Most were left behind, including one agency’s full complement of 200 staffers and their families. Their American supervisors clearly were isolated and out of the loop until the balloon went up. When it did, they were ignored — misled, allegedly — and ultimately helpless to save their people. They had gullibly accepted generic assurances that their people would be wrapped up in the overall mission evacuation. No other agency, to my knowledge, was similarly naive.

I entered the chancery as tropical darkness fell suddenly. The political section was totally empty. Nobody could be found on any working-level floor that I could access. All the offices were thoroughly trashed, with the IBM Selectric typewriters getting special attention. An odor of alcohol wafted through from time to time. Only when I got to the outer office of the executive suite on the third floor did I find a gaggle of people.

Though I saw nobody drinking, painkiller had clearly been applied here and there. I received plenty of congratulations and pats on the back. There was nothing more to do but wait.

Eventually, a CH-53 Sea Stallion arrived on the landing pad atop the building. A few Americans were needed to fill out an otherwise overwhelmingly Vietnamese passenger list. At the foot of the stairs to the roof, immediately in front of me, stood an impeccably dressed Europeanist doing his obligatory excursion tour to Asia, complete with perfectly pressed suit, neatly combed hair, starched handkerchief adorning his jacket pocket, polished attache case and overnight bag. Right then and there, I decided I would never become like him.

As we started up the stairs, Ambassador Martin came out of his private office to pull me aside. Putting his hand on my shoulder, he intoned in a low Southern patrician voice that he knew what I had been doing out on the streets and he wanted to thank me. Truthfully, I felt honored to be there at the end, to have done all that I could do. For all his foibles, the ambassador had extended a gracious gesture that I had no right to expect.

It was pitch dark as the chopper lifted off the roof, but we could see scattered fires burning in the distance. By the glow of the eerie blue interior light, I could make out the Vietnamese passengers around me. Some Americans were aboard for sure, but not many.

Contrary to some accounts, I detected no enemy groundfire reaching up to us. The NVA wanted us gone in time to celebrate their victory on May Day, and we were going. They may have painted our choppers with their targeting systems, but they let us go unimpeded.

After a while, we landed under floodlights on the USS Hancock, a World War II-era carrier. Those of us with pistols handed them over.

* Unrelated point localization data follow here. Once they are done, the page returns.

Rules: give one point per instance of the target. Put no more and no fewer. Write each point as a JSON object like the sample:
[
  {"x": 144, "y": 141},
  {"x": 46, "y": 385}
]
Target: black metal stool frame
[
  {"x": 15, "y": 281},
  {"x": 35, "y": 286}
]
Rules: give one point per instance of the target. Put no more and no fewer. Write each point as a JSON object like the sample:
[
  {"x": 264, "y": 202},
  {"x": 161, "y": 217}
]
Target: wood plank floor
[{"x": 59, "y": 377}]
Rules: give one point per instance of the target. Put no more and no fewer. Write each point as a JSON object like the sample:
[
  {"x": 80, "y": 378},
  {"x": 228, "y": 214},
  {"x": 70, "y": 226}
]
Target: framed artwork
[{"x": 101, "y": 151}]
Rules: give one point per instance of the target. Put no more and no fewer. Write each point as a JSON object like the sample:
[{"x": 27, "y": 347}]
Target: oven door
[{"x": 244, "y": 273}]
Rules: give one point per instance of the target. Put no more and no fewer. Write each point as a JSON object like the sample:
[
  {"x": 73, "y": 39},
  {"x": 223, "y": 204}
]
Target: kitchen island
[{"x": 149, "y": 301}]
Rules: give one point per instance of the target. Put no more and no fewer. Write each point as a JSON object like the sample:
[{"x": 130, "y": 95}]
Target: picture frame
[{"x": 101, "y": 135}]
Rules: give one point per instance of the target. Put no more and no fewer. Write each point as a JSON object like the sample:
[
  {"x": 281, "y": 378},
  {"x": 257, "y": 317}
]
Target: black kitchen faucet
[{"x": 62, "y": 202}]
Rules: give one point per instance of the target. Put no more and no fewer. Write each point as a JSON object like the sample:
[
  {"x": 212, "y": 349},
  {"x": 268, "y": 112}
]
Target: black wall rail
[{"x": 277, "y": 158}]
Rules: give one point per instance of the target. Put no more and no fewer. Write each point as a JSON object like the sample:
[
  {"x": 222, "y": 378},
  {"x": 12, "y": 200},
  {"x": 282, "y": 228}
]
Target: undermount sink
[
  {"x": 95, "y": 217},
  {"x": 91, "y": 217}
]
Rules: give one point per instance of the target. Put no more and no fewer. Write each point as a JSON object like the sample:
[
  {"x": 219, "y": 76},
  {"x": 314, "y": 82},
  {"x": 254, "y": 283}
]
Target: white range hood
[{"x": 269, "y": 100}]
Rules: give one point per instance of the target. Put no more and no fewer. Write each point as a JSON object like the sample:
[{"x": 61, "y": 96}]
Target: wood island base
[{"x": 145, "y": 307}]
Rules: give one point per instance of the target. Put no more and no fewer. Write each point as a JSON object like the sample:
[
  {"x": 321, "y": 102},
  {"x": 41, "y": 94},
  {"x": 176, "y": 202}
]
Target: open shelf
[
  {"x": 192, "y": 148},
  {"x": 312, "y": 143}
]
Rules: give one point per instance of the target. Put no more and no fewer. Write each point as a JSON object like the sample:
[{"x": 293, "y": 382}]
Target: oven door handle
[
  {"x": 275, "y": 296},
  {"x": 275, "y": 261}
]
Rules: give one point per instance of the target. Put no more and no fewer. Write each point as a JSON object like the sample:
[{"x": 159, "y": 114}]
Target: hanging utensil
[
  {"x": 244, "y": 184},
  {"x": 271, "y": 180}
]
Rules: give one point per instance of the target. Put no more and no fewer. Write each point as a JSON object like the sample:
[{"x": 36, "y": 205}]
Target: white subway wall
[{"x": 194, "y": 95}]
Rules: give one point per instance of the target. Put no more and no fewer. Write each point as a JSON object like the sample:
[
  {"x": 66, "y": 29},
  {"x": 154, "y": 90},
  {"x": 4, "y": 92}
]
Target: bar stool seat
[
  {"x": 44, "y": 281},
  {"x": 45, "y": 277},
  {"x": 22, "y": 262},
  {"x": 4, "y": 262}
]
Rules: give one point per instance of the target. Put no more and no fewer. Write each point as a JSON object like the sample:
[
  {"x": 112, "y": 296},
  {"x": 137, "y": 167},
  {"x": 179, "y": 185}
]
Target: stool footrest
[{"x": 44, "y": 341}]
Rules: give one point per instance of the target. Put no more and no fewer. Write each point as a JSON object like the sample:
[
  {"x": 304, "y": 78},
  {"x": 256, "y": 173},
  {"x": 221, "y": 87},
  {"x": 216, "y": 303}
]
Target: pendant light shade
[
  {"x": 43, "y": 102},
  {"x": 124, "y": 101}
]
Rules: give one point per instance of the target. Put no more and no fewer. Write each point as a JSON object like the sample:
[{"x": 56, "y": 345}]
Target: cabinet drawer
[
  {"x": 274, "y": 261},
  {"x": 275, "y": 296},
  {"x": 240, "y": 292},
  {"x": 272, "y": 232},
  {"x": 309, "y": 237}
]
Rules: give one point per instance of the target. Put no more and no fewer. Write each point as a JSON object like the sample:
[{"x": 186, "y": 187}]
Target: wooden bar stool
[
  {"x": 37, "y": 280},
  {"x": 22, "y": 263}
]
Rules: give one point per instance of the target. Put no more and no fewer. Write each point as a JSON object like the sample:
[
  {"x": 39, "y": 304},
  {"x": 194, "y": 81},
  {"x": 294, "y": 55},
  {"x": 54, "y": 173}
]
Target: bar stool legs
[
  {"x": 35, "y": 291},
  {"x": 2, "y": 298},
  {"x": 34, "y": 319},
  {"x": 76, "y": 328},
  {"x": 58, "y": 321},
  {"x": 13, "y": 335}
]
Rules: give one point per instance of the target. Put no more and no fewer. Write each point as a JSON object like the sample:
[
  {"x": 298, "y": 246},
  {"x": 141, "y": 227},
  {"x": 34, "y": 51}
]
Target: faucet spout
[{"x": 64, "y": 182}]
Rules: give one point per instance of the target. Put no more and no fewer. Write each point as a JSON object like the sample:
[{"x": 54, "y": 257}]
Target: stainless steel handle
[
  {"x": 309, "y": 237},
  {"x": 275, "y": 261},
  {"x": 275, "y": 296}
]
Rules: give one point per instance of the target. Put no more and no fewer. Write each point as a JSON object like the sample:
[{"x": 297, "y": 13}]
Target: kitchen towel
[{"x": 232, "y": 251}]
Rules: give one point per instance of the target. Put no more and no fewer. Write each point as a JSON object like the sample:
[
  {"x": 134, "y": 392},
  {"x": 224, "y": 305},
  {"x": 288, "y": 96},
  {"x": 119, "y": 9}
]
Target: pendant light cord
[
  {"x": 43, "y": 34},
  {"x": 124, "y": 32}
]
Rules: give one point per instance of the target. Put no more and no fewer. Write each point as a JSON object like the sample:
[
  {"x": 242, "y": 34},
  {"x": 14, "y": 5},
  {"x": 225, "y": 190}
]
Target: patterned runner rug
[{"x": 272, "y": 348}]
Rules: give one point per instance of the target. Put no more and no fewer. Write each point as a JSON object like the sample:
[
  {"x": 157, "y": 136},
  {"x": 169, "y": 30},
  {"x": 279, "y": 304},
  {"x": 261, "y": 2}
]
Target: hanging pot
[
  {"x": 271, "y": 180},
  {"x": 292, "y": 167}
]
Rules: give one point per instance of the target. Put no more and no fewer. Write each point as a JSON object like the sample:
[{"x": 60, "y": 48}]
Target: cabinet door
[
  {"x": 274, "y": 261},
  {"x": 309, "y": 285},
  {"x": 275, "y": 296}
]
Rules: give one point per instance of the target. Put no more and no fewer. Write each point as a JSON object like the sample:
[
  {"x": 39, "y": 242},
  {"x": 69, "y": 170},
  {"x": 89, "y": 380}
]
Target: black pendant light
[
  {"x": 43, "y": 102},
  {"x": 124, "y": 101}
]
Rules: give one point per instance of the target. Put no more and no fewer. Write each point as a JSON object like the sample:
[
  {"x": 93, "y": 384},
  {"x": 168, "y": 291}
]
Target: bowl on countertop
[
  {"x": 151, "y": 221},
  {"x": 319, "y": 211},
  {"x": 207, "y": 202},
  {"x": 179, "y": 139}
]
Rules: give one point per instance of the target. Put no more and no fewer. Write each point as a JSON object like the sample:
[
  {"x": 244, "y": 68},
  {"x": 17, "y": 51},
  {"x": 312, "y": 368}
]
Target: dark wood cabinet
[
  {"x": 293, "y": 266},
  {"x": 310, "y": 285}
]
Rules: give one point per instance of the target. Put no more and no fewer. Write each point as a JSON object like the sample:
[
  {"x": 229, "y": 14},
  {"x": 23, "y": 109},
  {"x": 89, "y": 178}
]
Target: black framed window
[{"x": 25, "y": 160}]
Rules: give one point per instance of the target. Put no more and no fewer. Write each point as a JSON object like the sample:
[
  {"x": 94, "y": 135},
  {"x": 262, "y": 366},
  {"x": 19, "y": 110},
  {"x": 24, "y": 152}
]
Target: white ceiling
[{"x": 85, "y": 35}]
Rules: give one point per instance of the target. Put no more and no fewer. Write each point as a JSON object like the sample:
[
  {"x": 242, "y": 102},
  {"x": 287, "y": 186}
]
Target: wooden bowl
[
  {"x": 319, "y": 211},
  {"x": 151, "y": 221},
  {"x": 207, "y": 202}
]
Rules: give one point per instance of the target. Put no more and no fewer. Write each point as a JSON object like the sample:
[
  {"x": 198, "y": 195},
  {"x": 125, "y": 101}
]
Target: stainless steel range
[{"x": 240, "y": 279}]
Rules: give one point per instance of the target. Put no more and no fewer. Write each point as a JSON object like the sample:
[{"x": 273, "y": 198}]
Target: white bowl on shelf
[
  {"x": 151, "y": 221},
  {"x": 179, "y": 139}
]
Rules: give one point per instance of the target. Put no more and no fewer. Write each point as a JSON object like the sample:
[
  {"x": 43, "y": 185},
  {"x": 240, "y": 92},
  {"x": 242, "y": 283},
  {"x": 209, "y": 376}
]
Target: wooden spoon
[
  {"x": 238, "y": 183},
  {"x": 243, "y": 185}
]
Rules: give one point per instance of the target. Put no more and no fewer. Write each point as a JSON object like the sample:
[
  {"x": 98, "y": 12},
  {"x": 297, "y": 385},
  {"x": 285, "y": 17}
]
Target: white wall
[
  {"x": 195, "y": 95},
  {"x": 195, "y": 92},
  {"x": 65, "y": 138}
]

I slept for much of the five days’ journey to Subic Bay, in the Philippines.

‘Just a few more’

The evacuation concluded in the early morning of April 30. Ambassador Martin admirably made the evacuation as long as possible to get out every Vietnamese he could — “just a few more helicopters.” Several inbound crews crashed from vertigo. Exasperated Navy officials finally got a direct presidential order to make the ambassador get on a designated helicopter just before dawn. That’s what it took.

Once the ambassador departed for the fleet, Americans-only boarding was strictly enforced. In the process, some 400 Vietnamese — including all mission firefighters who had volunteered to stay to the end — were abandoned.

Stuart Herrington, a Vietnamese-speaking captain in the Defense Attaché Office, had kept the crowd under control by promising he would not leave until they left. He was utterly devastated to be ordered — forced — to abandon those to whom he had given his personal word.

Deservedly, four decades later, retired Col. Herrington’s recollections of Saigon’s fall serve as the moral centerpiece of the 2014 documentary “Last Days in Vietnam.”

After joining USAID in 1969, Joseph McBride spent 37 years in the U.S. Foreign Service. In addition to Saigon, he held assignments in Rome, Bangkok, Lima, Managua, Bogota, Kandahar and Washington, D.C. His post-retirement activities have included backstopping drug eradication in Afghanistan and peacekeeping in Darfur. A longer version of this article appeared in the April 2015 issue of The Foreign Service Journal.